Since supermassive black holes at the center of the galaxy are thought to be the power source for Quasars, the most powerful objects in the visible universe (visible across billions of years of space and time), this isn't going to be something you put together with parts in your backyard or the local hardware store.
The energetic environment is massive (which is why you want to tap it), with the central black hole surrounded by a huge accretion disc (radiating at frequencies from radio to x-ray), and highly charged jets of radiation and particles accelerated to near light speed

All this energy can be collected through means we understand today - the energetic radiation from an accretion disc can be captured by a massive dyson sphere or swarm, and the radiation jets can be funneled through superconducting rings to extract the kinetic energy of the particles, something like a particle accelerator run in reverse.
Of course this will be an immense undertaking, a small Quasar might be the same size as our solar system, while large ones might have diameters measured in light weeks. In addition to the thermal and radiation energy, any structure built around a rotating black hole will be subject to "frame dragging", as the immense gravity of the black hole warps space-time around itself. The structures erected to capture the energy of the jets will have to extend astronomical distances - some jets can extend as far as a million light years.
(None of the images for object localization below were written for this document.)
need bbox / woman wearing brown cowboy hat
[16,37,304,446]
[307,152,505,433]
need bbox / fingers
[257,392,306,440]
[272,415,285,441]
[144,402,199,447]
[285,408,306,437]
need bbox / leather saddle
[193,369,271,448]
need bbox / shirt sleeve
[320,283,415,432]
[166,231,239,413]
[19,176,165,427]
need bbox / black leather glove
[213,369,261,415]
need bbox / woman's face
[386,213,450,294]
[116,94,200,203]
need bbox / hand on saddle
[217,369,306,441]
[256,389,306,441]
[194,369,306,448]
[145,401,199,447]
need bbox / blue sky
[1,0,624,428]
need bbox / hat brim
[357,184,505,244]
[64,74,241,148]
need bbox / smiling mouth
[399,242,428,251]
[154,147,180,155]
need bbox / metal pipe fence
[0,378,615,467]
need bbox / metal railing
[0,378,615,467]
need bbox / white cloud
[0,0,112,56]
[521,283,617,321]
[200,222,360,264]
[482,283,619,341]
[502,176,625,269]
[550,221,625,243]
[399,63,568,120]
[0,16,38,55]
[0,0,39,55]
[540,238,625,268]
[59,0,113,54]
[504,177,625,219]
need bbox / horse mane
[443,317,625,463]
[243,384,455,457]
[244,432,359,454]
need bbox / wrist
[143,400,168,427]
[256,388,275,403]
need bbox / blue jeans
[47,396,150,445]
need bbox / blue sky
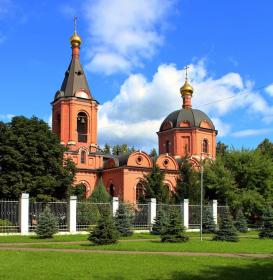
[1,0,273,152]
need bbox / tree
[161,208,189,243]
[0,116,76,201]
[151,208,168,235]
[69,183,86,200]
[102,144,111,154]
[259,207,273,239]
[143,164,169,203]
[213,208,239,242]
[234,209,248,233]
[114,203,133,237]
[202,207,216,233]
[89,178,110,203]
[257,138,273,158]
[88,210,119,245]
[216,141,228,157]
[149,148,158,158]
[112,144,135,155]
[35,206,58,238]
PKS 1127-145, a highly luminous source of X-rays and visible light about 10 billion light-years from Earth. An enormous X-ray jet extends at least a million light-years from the quasar.
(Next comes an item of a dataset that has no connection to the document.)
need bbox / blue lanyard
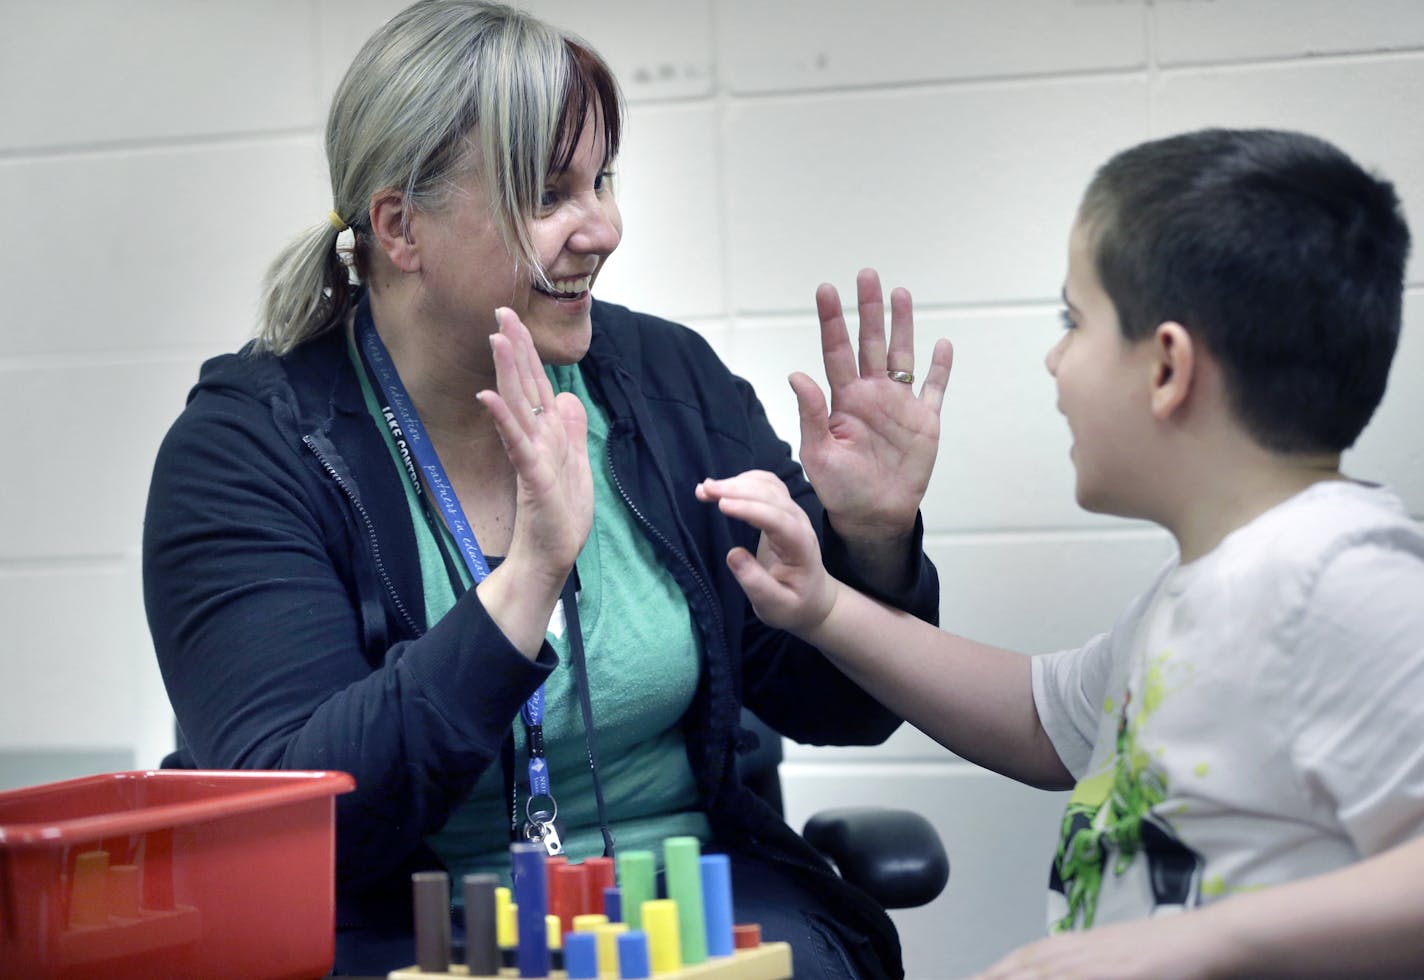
[354,306,563,854]
[355,310,491,582]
The other thing to note is that peak quasar activity in the known universe was about 10 billion years ago. In the current era, most galactic centres have been "hollowed out" by the action of the supermassive black hole at the centre of the galaxy - either absorbing all the easily available matter or "blowing" a bubble around itself through the radiation and energy when it was active. A project to capture the energy of a quasar would need to find a nearby active quasar, or make some sort of arrangement to feed solar system sized masses of gas and other matter into an inactive black hole. obviously arrangments would have to be made to allow the infalling matter to pass through the structures erected to capture the energy.
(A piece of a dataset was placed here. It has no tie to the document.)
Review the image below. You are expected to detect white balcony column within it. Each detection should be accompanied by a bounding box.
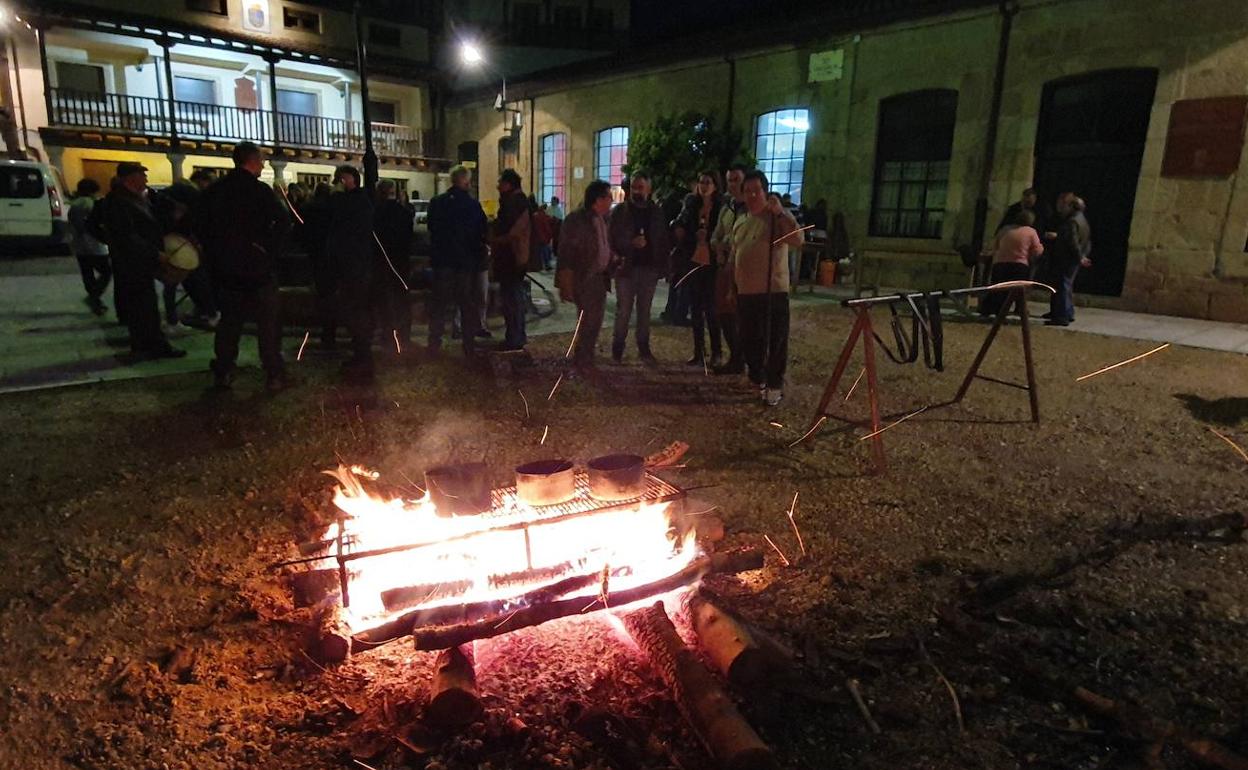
[269,157,288,187]
[166,151,187,183]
Another pitfall is getting to the central black hole. In the Milkey Way galaxy, the central black hole is about 30,000 light years from our location. It would take 30,000 years moving at the speed of light just to get to the construction site, and assuming you beam the energy back to Earth via a laser, it will take 30,000 years for the beam to reach the receiver. Other Quasar are millions to billions of light years away - it might even turn out that when you reach the site of the Quasar 10 billion years from now, the site has become inactive, much like today's Milkey Way.
So while it is possible in theory to capture the energy of a Quasar, there are going to be a multitude of practical issues in doing so.